Son regard bleu se perd sur le trottoir d'en face. À l'extérieur, les silhouettes, accablées par l'haleine brûlante de l'asphalte, se hâtent pour rentrer regarder le match.

Ça me rappelle une autre fois où j'avais disparu.

Avant la finale de 1998, France-Brésil, j'avais trouvé un nouveau moyen. Le plus étrange est que ça se passait dans une caserne. J'effectuais mes dix mois obligatoires de service militaire. De nombreux supporteurs étrangers affluaient en ville pour soutenir leur équipe, et nous devions faire les guignols en treillis aux abords de la gare. Fusils Famas en bandoulière. Le plan vigie-pirate effectué par des appelés fumeurs de joints, c'était plutôt comique. Ce qui m'aidait à supporter à supporter cette pantomime guerrière ridicule, c'était que toutes les nuits je disparaissais en montant la garde aux entrées de la caserne. Je me volatilisais.
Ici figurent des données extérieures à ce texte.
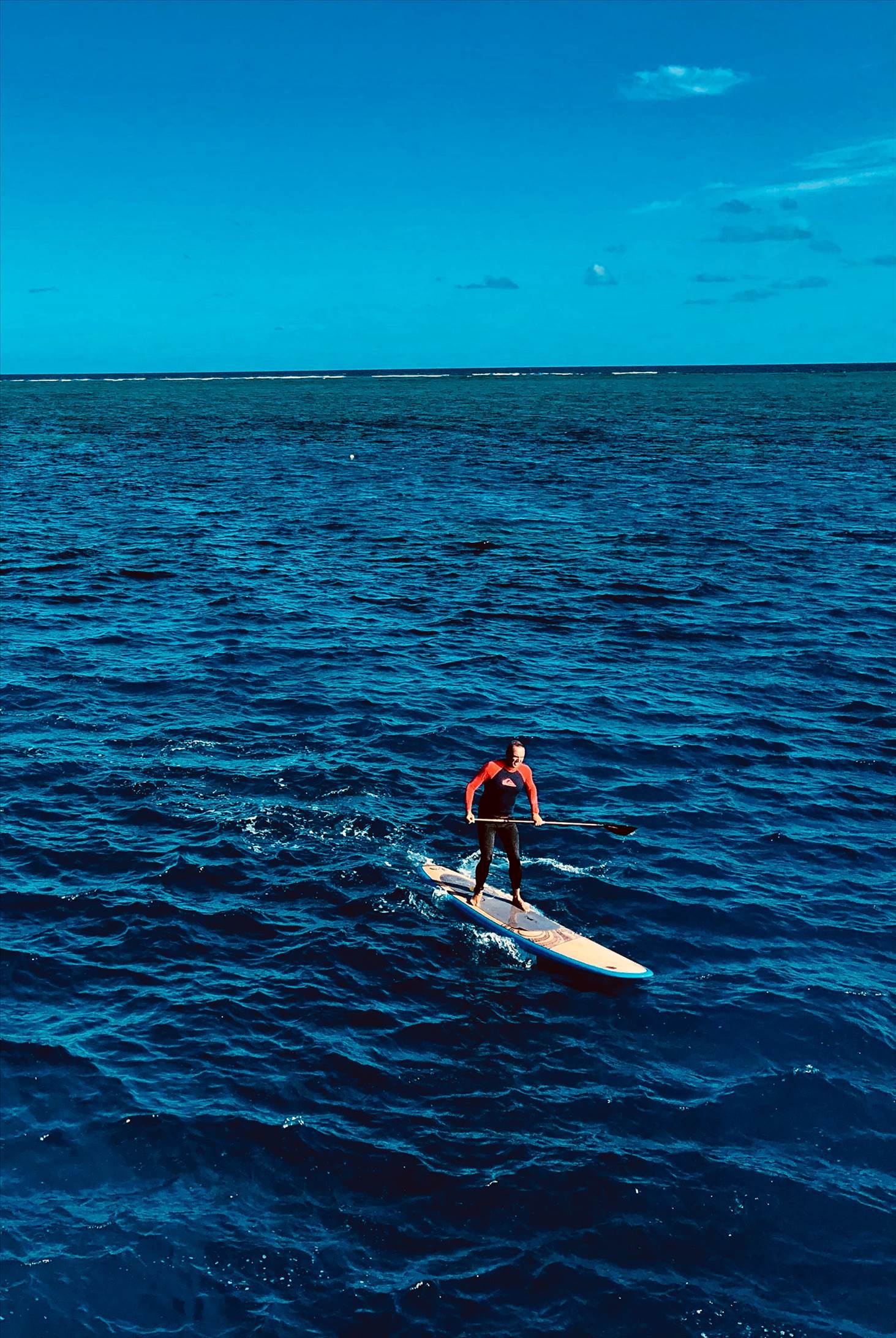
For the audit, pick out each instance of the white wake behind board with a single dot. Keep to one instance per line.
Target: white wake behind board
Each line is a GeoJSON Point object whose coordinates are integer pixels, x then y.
{"type": "Point", "coordinates": [530, 929]}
Mais je conserve cette anecdote pour la fin.

Madame Lelette astique un verre derrière le zinc avec un chiffon à carreau pour occuper ses doigts. Ils s'agitent dans la langueur du plus long jour de l'année. Elle crie vers la terrasse :

— Comme d'habitude, François ? Le plat du jour et un carafon de rosé ?

L'ardoise cloutée à la façade annonce en lettre de craie blanche :

— Blanquette de veau ou steak frite.

À côté des plats, il est écrit entre parenthèses : « fait maison.»
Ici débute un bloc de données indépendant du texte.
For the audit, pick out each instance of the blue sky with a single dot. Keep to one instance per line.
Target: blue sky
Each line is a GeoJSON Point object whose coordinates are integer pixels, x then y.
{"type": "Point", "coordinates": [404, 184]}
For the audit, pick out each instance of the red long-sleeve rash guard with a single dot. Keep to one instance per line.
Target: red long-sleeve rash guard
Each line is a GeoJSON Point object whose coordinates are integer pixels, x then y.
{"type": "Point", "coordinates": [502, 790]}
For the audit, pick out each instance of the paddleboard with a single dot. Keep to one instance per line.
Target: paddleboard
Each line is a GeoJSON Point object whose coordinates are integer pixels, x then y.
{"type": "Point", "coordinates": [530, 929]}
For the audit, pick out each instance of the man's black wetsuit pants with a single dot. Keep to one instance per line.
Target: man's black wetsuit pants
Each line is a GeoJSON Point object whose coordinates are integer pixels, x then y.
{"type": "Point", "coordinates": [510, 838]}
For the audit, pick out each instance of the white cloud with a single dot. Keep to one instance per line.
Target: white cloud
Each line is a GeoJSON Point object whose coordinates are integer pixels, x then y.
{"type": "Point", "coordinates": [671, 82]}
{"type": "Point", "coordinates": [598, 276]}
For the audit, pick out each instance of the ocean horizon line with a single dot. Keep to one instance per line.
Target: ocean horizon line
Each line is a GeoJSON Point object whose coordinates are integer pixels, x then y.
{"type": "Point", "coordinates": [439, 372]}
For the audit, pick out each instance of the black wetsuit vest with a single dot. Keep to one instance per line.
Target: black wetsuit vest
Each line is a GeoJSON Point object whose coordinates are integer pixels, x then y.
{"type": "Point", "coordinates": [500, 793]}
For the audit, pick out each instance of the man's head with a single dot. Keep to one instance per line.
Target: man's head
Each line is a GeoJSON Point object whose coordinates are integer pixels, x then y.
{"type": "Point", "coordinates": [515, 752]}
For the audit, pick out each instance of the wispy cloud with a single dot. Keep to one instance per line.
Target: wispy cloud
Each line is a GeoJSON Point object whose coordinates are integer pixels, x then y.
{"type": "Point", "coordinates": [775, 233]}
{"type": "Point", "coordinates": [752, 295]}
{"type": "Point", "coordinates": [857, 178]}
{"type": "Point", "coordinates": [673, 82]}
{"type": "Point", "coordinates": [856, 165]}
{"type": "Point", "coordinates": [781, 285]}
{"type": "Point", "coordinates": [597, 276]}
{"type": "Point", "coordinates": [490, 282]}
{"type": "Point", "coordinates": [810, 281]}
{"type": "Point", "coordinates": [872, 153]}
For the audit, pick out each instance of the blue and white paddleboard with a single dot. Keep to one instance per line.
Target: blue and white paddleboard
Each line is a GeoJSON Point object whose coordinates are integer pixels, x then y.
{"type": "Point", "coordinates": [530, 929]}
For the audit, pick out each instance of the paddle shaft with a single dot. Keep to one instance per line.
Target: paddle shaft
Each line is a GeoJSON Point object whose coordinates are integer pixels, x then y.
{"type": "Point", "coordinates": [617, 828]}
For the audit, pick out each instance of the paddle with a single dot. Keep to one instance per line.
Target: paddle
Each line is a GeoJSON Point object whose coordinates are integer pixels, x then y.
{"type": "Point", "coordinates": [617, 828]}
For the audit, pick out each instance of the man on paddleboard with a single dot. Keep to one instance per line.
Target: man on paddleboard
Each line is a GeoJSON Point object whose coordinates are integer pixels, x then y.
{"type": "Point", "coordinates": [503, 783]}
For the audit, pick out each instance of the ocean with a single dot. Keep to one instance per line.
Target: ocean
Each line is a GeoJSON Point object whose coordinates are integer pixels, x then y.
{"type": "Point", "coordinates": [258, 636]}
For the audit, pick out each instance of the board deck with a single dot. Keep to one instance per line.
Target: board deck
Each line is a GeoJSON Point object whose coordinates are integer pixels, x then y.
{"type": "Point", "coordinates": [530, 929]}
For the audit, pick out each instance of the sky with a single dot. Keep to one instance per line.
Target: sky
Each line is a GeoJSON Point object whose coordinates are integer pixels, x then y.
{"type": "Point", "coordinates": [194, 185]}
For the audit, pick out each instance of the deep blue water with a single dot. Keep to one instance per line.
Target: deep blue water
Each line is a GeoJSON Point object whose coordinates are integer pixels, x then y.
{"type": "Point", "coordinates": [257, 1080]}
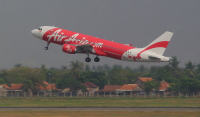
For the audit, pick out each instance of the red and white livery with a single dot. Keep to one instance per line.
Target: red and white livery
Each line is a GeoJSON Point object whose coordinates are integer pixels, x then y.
{"type": "Point", "coordinates": [73, 42]}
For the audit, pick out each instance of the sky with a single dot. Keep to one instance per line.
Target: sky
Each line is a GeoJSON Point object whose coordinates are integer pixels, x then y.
{"type": "Point", "coordinates": [136, 22]}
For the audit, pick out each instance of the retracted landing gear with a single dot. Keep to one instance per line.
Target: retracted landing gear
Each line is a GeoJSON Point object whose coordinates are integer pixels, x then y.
{"type": "Point", "coordinates": [46, 48]}
{"type": "Point", "coordinates": [96, 59]}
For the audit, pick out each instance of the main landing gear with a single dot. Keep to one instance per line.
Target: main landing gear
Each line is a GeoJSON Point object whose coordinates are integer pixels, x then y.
{"type": "Point", "coordinates": [96, 59]}
{"type": "Point", "coordinates": [46, 48]}
{"type": "Point", "coordinates": [88, 59]}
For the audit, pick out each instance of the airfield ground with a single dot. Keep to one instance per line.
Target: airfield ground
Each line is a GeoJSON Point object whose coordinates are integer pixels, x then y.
{"type": "Point", "coordinates": [99, 102]}
{"type": "Point", "coordinates": [96, 114]}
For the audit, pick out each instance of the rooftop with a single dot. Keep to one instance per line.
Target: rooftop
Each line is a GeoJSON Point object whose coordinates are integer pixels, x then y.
{"type": "Point", "coordinates": [145, 79]}
{"type": "Point", "coordinates": [163, 86]}
{"type": "Point", "coordinates": [89, 85]}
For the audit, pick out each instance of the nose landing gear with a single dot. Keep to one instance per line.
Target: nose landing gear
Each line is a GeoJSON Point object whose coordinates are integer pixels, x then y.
{"type": "Point", "coordinates": [96, 59]}
{"type": "Point", "coordinates": [46, 48]}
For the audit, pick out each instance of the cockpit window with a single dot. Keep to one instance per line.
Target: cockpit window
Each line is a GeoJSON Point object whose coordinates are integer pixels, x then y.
{"type": "Point", "coordinates": [40, 29]}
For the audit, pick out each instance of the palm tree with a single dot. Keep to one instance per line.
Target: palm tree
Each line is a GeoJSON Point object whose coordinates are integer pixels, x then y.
{"type": "Point", "coordinates": [174, 65]}
{"type": "Point", "coordinates": [189, 66]}
{"type": "Point", "coordinates": [76, 67]}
Comme si ça changeait quelque chose, remarque Madame Lelette.

— Aujourd'hui on veut surtout du bio, même si c'est industriel. Les gens sont cons, quand même.

Papy Joseph sirote un ballon de blanc dans un coin. Sous sa casquette à carreau issue Des brigades du tigre. Veste en tweed vert chasseur et pantalon trop court. Ses chaussures, c'est plus la sensation de deux gros plâtres de cuir noir confortables pour ses pieds gonflés. Un journal est ouvert sur la table à la page des sports depuis une heure.

Madame Lelette contemple à nouveau son reflet dans le miroir de poche. Sa bouche se tort de côté ; quelque chose dans l'arrangement de ses cheveux gris, coupés à la Jean Seberg dans à bout de souffle, lui déplaît.

— Mais ce qui marche le mieux c'est la carbonnade de bœuf à la flamande, me confie-t-elle.

L'index dressé, elle glousse et ajoute : « Maison. »

Elle boitille vers l'arrière-salle et la cuisine du Bretagne en maugréant. Puis s'arrête à mi-chemin et me montre son pied comprimé par la lanière d'une sandale à semelle de corde.

— C'est là, sous la plante. Ça me fait un mal de chien, comme une aiguille.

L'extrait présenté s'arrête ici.